Publication year - 2002
Publication title -
biometrical journal
Language(s) - English
Resource type - Journals
SCImago Journal Rank - 1.108
H-Index - 63
eISSN - 1521-4036
pISSN - 0323-3847
DOI - 10.1002/1521-4036(200210)44:7<813::aid-bimj813>3.0.co;2-a
Subject(s) - nonparametric statistics , mathematics , statistics , statistical hypothesis testing , exact test , null hypothesis , likelihood ratio test , score test , wilcoxon signed rank test , ratio test , cutoff , mann–whitney u test , physics , quantum mechanics
The nonparametric Behrens‐Fisher hypothesis is the most appropriate null hypothesis for the two‐sample comparison when one does not wish to make restrictive assumptions about possible distributions.

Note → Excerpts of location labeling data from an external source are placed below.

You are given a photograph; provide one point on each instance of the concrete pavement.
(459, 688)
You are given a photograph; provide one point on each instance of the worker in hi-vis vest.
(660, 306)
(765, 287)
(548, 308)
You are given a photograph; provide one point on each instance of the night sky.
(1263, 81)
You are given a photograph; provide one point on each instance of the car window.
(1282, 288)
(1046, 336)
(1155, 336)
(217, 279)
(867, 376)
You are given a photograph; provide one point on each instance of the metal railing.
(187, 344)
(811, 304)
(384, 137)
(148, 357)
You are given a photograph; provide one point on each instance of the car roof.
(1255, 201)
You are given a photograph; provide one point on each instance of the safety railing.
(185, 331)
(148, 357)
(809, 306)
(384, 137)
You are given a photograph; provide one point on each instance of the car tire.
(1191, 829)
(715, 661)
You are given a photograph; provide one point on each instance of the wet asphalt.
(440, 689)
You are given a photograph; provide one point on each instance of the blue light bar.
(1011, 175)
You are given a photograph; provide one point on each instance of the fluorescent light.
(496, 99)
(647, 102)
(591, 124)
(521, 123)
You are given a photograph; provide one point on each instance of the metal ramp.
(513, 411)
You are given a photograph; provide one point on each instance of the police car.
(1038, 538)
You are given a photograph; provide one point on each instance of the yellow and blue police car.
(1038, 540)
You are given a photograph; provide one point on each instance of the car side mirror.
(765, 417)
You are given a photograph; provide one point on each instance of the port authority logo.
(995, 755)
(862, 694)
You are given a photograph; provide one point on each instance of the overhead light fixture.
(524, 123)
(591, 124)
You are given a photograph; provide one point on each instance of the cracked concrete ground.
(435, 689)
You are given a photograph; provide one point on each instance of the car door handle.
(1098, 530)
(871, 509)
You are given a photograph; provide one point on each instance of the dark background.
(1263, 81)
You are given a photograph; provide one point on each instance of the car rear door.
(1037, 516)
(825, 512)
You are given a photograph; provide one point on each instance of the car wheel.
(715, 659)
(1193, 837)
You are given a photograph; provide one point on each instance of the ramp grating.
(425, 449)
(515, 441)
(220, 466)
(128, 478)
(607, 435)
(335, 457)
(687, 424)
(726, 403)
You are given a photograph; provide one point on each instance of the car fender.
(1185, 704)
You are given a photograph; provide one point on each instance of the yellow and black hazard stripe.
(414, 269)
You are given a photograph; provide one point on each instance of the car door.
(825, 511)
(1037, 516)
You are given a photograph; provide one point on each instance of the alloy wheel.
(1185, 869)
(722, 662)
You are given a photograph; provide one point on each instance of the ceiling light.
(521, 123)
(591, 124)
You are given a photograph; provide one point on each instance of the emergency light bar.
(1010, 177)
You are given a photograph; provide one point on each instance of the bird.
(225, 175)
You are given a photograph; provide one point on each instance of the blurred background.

In this paper, a numerical approach is described by which the likelihood ratio test can be calculated for the nonparametric Behrens‐Fisher problem. The approach taken here effectively reduces the number of parameters in the score equations to one by using a recursive formula for the remaining parameters. The resulting single dimensional problem can be solved numerically. The power of the likelihood ratio test is compared by simulation to that of a generalized Wilcoxon test of Brunner and Munzel. The tests have similar power for all alternatives considered when a simulated null distribution is used to generate cutoff values for the tests. The methods are illustrated on data on shoulder pain from a clinical trial.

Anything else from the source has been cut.